Fiercely the intruder struggled, but Imaro inexorably forced his captive closer to the light at the manyatta’s entrance. The faint light illuminated features contorted in pain and fury. Astonished at what he saw, Imaro slackened his grasp, allowing the intruder to twist loose.
“You… you’re free,” Kanoko gasped in a choked whisper.
Cobra-swift, the warrior’s hand darted toward his fallen weapon. Imaro’s foot was faster. His heel crunched down on Kanoko’s wrist just as the warrior’s fingers touched the hilt of his simi. Although Kanoko’s face writhed in a grimace of pain, he refused to cry out.

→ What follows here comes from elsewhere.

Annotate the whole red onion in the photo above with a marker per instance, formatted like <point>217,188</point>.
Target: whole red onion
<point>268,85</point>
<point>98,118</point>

“Did you come here to kill me, Kanoko?” Imaro asked, his voice deceptively soft.
“I came to make you beg for death,” Kanoko replied.
For a long, tense moment, the young warriors glared at each other, as they had on the day that Kanoko had given a flame-ant filled kutendea to Imaro’s ngombe. Then another shadow obscured the light at the entrance to the manyatta.
As one, Imaro and Kanoko turned their heads toward the entrance. A slim figure stood there, bent as though about to enter. It was Keteke, eyes wide and mouth agape in astonishment.